Ibu Sabreen, yang juga dipanggil Sabreen, sedang hamil tujuh setengah bulan ketika serangan udara Israel menyerang rumah keluarga al-Sakani. Penyerangan tersebut terjadi sebelum tengah malam pada Sabtu ketika dia, suaminya yang bernama Shukri dan putri mereka, Malak (3), sedang tertidur pulas.
Akibat serangan tersebut, dia menderita luka parah dan suaminya serta Malak terbunuh, namun bayi tersebut masih hidup di dalam rahim ibunya ketika petugas penyelamat mencapai lokasi. Mereka membawa Sabreen ke rumah sakit, di mana dokter melakukan operasi caesar darurat untuk melahirkan anak tersebut.
Setelah lahir, bayi Sabreen kemudian ditempatkan di inkubator. Saat itu dokter menggambarkan kondisinya kritis. Berat badannya hanya 1,4 kg saat dilahirkan dan mengalami gangguan pernapasan parah, yang menurut dokter disebabkan karena ia dilahirkan prematur.
“Anak ini seharusnya berada di dalam rahim ibunya saat ini, tapi haknya telah dicabut,” kata kepala unit darurat neo-natal di Rumah Sakit Emirat di Rafah, Dr Mohammed Salama, setelah bayi tersebut dilahirkan.
Salama juga menggambarkan bahwa bayi Sabreen lahir sebagai gadis yatim piatu yang prematur. Tapi, dia tidak sendirian.”Selamat datang untuknya. Dia adalah putri dari putraku tersayang. Aku akan menjaganya. Dia adalah cintaku, jiwaku. Dia adalah kenangan akan ayahnya. Aku akan menjaganya,” kata Ahalam al-Kurdi, nenek dari pihak ayah, sembari mencengkeram dadanya dan berguncang karena sedih.
Nenek dari pihak ibu Baby Sabreen, Mirvat al-Sakani, mengatakan kepada BBC bahwa keluarganya berencana untuk merawat anak tersebut sebelum bayi tersebut meninggal dunia. Pada hari yang sama, Pertahanan Sipil Jalur Gaza mengatakan telah menemukan ratusan jenazah warga Palestina dalam kuburan massal di halaman Rumah Sakit Nasser di Khan Younis, Jalur Gaza Selatan.
Bayi di Gaza Terpaksa Minum Air Tepung karena Stok Susu Habis
Situaasi di Gaza belum kunjung membaik, bahkan semakin memprihatinkan.
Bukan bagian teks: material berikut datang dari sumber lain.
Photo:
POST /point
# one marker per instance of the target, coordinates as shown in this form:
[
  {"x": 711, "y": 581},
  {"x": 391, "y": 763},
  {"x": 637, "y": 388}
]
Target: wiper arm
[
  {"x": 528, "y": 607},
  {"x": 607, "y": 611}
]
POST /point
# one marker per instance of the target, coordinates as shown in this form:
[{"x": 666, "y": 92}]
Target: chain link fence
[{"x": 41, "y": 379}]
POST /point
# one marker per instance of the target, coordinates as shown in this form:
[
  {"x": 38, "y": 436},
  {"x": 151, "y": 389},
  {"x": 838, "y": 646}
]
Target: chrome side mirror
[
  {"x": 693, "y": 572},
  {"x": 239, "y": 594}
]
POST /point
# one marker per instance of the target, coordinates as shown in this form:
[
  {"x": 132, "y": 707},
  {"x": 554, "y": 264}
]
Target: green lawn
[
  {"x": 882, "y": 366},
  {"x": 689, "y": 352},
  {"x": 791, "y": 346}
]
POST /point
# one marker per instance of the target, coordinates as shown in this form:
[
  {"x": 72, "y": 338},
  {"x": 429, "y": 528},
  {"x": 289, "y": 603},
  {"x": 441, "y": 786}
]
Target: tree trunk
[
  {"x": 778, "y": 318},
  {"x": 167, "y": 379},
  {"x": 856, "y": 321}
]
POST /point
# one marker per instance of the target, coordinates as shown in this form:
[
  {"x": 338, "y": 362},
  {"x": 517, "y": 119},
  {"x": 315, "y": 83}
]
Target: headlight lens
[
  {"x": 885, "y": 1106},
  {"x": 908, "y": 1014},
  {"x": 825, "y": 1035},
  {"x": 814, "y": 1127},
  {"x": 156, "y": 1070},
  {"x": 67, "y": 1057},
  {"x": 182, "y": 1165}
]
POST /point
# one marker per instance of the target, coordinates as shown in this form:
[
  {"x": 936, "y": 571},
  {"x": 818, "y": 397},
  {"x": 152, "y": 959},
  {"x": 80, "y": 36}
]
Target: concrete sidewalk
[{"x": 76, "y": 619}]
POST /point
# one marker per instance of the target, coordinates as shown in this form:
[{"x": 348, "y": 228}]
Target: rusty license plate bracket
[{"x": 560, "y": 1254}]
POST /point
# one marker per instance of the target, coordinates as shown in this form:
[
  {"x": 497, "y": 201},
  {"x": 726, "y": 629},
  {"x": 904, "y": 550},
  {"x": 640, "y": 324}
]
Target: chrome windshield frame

Banyak anak bayi harus menahan lapar di tengah kondisinya yang buruk setelah serangan bombardir dari tentara Israel.
Informasi itu diketahui dari unggahan akun Twitter atau X @asumsico yang mengutip dari laman Arab News, 2 Juni 2024. Seorang ibu di Gaza bernama Amira Al-Taweel yang terpaksa memberikan minuman tak layak kepada buah hatinya.
Bukannya air minum bersih atau susu murni maupun sejenisnya, ibu berusia 33 tahun di Gaza ini justru memberikan air seduhan yang terbuat dari tepung gandum kepada anaknya akibat tidak adanya pasokan susu buntut agresi dan blokade Israel terhadap wilayah Palestina tersebut.
Berawal dari cerita Amira yang kesulitan mencari susu bagi anaknya, Youssef di berbagai macam apotek yang ada di Gaza. Ibu berusia 33 tahun itu telah melakukan perjalanan panjang dan berkeliling ke sejumlah apotek yang ada di Gaza utara untuk mencari susu guna untuk memberikan asupan makanan atau minuman kepada buah hatinya.
Namun sayang hasilnya nihil, lantaran tidak ada stok susu yang bisa ia berikan untuk buah hatinya tersebut. “Saya memberinya makan, tapi tidak ada susu karena tidak tersedia. Saya memberinya makan gandum (tepung) yang membuatnya kembung,” kata Al-Taweel baru-baru ini, seperti dikutip dari laman Arab News, Rabu, 5 Juni 2024.
Putra Al-Amira yang bernama Youssef itu kini tengah terbaring di Rumah Sakit Martir Al-Aqsa di Gaza tengah. Hal tersebut tak lepas dari imbas kekurangan gizi sejak adanya agresi Israel. Youssef terbaring di tempat tidur sempit, tubuhnya yang lemah menerima obat yang sangat dibutuhkan melalui selang infus di kakinya.